The European Central Bank is examining the use of derivatives by energy companies to place huge bets on future electricity and fuel prices, to see if such activity poses a broader risk to financial stability, they said. three sources familiar with the matter.

Two of the sources said the investigation was prompted by Germany’s bailout of its main gas importer, Uniper, which, like other energy companies, hedged its exposures with derivatives worth tens of billions of euros. , far exceeding the value of the energy it sold.

The ECB move is the first major effort in Europe to identify whether the use of derivatives by energy companies poses a broader financial threat, and exposes this largely unregulated operation worth trillions of euros. to unusual scrutiny.

One of the sources said ECB officials were initially concerned that energy companies were acting as de facto operators, but without the regulatory oversight that applies to banks, which are required to hold cash reserves against potential losses.

But there was also a broader question for senior officials: could the use of such complex instruments by energy companies threaten financial stability?

For this reason, the ECB has expanded its scrutiny to examine possible ripple effects, including in the banks it supervises.

The ECB, the euro zone’s main financial authority and guarantor of financial stability, declined to comment.
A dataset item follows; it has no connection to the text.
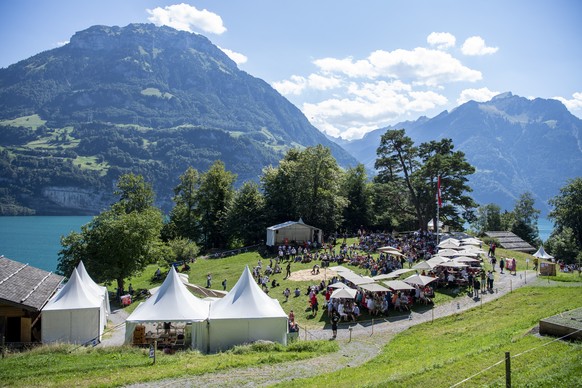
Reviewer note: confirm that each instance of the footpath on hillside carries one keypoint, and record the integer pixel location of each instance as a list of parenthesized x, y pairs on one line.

In the coming days it will present some of its conclusions, said two of the sources cited.

One of the sources said derivatives posed a risk due to regular demands for cash collateral to back trades, so trading by energy companies could also hurt banks.

ECB officials have discussed using Uniper derivatives, two of the sources said, and whether that compounded their problems when Moscow cut gas supplies to Germany through the company in response to Western sanctions over Russia’s invasion of Ukraine.

Earlier this month, Uniper revealed a loss of 40 billion euros ($39 billion) in the first nine months of this year, the largest in German business history.

As gas prices soared this year, some traders and banks pressed the ECB to help brokers and clearing houses as they grappled with a liquidity crunch that Equinor, Europe’s largest gas trader, estimated at 1 .5 billion euros.

Although ECB President Christine Lagarde said the ECB was willing to provide banks with liquidity, she said she would not do the same for energy companies.

However, central banks could indirectly continue to give money to energy companies as they act as lenders of last resort, one source said, meaning they could extend credit to banks, which would then lend to energy companies. to cover the operations.

German financial regulator BaFin said the risks of energy companies in derivatives trading have long been under scrutiny and warned that any such company that has not applied for a financial license is breaking the law.

“Energy companies pose specific risks not only to financial stability. They are often also of systemic importance to the economy as a whole,” a BaFin spokesman said.

“For this reason, we maintain a close dialogue with energy supervisors to address all types of risks,” the spokesman added.

Those responsible for Brussels are also concerned and have distributed a document this week in which they suggest extending the strict rules applied to banks to energy companies that trade derivatives

In the document, to which Reuters had access, they affirm that the application of stricter controls would prevent “the risks from spreading from the real economy to the financial sector.”

MARGIN CALLS

Energy companies are known for buying and selling oil, gas, and electricity rather than trading derivatives, such as an option to buy or sell gas at a fixed price in the future.

They say that derivatives are mainly used to hedge or protect against price fluctuations. If the market price moves away from or exceeds the price of an option, the cost of holding this trade can skyrocket for both sellers and buyers.

To ensure that trades are not disrupted by price movements, traders post collateral, often in cash, with the clearinghouses that process the trades. With the recent price increases, margin calls have exploded, alerts sent to an investor to inform him that his account is below the minimum required to maintain an open position.

A Uniper spokesman said its problems were due to rising gas prices, which determined the cost of its bailout. But Uniper’s financial statements hinted at the scale of losses linked to derivatives as prices fluctuated. The company said it had made a number of write-downs and adjustments, including a €3bn write-down on derivatives and a €9bn loss on derivatives used for hedging. Uniper said there had been an €11bn impact on the benefit of “remaining derivatives”, something a spokesman told Reuters was due to accounting rules, declining to detail the global impact of derivatives. The German Economy Ministry, which is finalizing the nationalization of Uniper, said it did not could comment on their business risks.

The rating agency Moody’s, for its part, said that energy companies did not provide enough nt information about its derivatives. “We struggle to identify precisely what is linked to operational activities and what is linked to speculative trading,” Knut Slatten, a credit analyst, told Reuters in his comments on companies in the sector. In a recent derivatives report, Moody’s addressed the Uniper case, but also criticized RWE and E.ON. “You rarely find information on counterparties. You can’t really find much information on the length of these hedges,” Slatten said. E.ON said that it was transparent. RWE said its rating with Moody’s was stable and that it was aware of the impact of the Ukrainian crisis, declining to give details of its hedges.